- Born: September 1958 (age 67) Punjab, India
- Occupation: Hotel owner
- Spouse: Sunita Arora
- Children: 3

= Surinder Arora =

English businessman

Surinder Arora (born September 1958) is a British-Indian billionaire businessman in the hotel sector. He concentrates on hotels near airports, making a specialty of providing rooms for aircrew, and has close links with British Airways and a strong personal interest in aviation.

==Early life ==
Arora was born in September 1958 in the Indian state of Punjab to parents who had been displaced from the India/Pakistan border town of Fazilka and were about to emigrate to the United Kingdom. Arora was left with an aunt and uncle whom he believed to be his parents until he re-joined his real parents in the UK at the age of thirteen.

In 1988, Arora became a salesman for the Abbey Life insurance company, becoming a sales manager and achieving a rating as the company's second-best salesman after one year.

==Career==
In 1993, Arora left Abbey Life to develop a "B&B" (bed and breakfast) to serve airline staff at Heathrow Airport. The hotel that replaced the B&B won a contract from British Airways in 1999.

In 2004 Arora won the franchise for the Accor Sofitel brand and bought the 500-bedroom Le Meridien London Gatwick hotel to rebrand as the Sofitel London Gatwick. Sofitel London Heathrow, a £180m 600-bedroom sister hotel was announced the same year. Today Arora owns hotels that provide a total of over 5,500 bedrooms including franchises from Hilton and Holiday Inn.

In September 2021, the Home Secretary, Priti Patel was accused of breaking the Ministerial Code when it was revealed that she had brokered a lobbying deal in a secret meeting with Arora and the head of BA.

Arora refers to members of his business as "like family". Turnover of staff, especially maids, is much lower than the high hotel industry average.

==Net worth==
In 2009, he was ranked at 388 in The Times list of the richest people in the UK with a net worth of £140 million. In 2013, The Sunday Times Rich List (STRL) estimated his worth to be £356 million. In May 2019, following a revaluation of his hotels, the Evening Standard estimated his net worth at £1.129 billion.

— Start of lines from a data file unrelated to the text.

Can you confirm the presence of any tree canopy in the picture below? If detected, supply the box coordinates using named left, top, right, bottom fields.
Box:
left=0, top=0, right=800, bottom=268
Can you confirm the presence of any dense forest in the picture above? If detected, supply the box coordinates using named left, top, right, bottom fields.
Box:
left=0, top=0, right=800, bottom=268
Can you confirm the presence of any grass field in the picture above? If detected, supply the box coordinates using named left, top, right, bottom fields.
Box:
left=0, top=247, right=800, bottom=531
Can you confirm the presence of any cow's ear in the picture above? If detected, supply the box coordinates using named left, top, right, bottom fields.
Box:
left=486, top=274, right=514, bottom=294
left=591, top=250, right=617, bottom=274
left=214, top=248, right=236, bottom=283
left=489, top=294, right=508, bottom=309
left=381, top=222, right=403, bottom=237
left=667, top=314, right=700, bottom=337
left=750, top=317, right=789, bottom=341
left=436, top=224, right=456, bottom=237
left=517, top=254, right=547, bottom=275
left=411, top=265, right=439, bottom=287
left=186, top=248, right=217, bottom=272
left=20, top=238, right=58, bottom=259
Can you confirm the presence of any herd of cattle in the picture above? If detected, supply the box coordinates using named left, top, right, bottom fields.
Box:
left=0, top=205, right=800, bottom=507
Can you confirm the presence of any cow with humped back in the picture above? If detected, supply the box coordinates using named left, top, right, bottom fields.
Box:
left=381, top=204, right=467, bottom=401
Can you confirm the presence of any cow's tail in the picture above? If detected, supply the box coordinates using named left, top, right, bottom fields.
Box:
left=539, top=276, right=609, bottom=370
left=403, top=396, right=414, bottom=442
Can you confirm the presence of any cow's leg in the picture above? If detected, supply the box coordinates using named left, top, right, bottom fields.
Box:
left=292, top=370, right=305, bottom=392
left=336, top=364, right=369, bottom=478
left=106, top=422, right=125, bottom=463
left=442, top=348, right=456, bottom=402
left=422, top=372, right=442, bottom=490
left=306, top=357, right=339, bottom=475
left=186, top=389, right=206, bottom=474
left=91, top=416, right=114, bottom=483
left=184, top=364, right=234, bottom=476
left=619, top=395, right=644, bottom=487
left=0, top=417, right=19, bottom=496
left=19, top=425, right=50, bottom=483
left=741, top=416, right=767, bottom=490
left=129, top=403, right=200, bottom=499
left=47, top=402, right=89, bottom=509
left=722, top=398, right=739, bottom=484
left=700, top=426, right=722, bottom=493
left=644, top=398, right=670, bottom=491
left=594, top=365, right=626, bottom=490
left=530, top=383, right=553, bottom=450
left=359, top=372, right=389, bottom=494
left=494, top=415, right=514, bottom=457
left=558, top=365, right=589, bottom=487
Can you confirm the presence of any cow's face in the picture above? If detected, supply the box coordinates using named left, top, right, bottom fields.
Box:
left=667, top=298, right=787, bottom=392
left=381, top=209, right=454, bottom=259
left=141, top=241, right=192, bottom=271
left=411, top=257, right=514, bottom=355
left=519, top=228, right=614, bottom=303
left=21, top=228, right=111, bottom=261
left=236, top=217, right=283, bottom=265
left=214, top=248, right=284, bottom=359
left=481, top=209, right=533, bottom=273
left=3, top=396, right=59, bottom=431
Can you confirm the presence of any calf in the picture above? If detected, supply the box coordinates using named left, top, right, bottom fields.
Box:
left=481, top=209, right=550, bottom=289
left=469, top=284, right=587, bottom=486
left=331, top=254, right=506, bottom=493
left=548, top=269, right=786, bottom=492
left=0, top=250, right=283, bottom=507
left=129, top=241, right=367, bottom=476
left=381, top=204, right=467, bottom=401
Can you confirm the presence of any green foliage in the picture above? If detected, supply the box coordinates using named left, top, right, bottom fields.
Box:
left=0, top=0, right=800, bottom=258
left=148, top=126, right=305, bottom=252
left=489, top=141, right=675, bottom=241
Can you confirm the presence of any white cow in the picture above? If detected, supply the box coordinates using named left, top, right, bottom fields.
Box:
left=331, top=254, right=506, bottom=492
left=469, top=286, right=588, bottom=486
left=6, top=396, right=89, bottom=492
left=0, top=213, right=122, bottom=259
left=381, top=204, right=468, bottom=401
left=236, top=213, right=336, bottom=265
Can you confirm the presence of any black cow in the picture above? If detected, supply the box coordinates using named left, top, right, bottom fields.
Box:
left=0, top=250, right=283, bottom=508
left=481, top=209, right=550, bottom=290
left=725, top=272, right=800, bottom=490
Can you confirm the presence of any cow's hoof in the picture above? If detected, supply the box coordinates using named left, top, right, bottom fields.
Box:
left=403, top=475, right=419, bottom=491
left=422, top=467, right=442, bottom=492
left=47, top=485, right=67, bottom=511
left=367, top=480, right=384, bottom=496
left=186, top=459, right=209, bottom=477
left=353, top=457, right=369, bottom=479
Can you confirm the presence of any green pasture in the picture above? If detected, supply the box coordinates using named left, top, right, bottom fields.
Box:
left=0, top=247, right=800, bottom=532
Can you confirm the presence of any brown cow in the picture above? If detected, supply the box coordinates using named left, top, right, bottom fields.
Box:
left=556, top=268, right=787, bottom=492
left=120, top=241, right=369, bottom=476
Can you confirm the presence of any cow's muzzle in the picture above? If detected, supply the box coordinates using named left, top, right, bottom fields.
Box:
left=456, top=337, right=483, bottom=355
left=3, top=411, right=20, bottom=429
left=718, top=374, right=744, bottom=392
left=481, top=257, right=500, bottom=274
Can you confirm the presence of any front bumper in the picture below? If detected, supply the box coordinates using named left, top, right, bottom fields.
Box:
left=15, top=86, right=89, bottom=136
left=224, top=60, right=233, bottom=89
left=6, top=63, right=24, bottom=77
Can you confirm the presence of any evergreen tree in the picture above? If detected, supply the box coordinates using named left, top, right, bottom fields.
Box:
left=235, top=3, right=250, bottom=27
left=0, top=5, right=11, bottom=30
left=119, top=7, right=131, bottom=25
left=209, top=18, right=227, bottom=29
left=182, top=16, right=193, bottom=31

==Politics and public life==
Arora was a public supporter of the Labour Party under Tony Blair, though he opposed the 2003 Iraq War. He is a member of the New Enterprise Council, a group of entrepreneurs that advises the Conservative Party on business policy. He is also a member of the London Skills And Employment Board, and deputy chairman of Wentworth Golf Club.

== Personal life ==
Arora is married to Sunita Arora with three children, and lives in Wentworth, UK.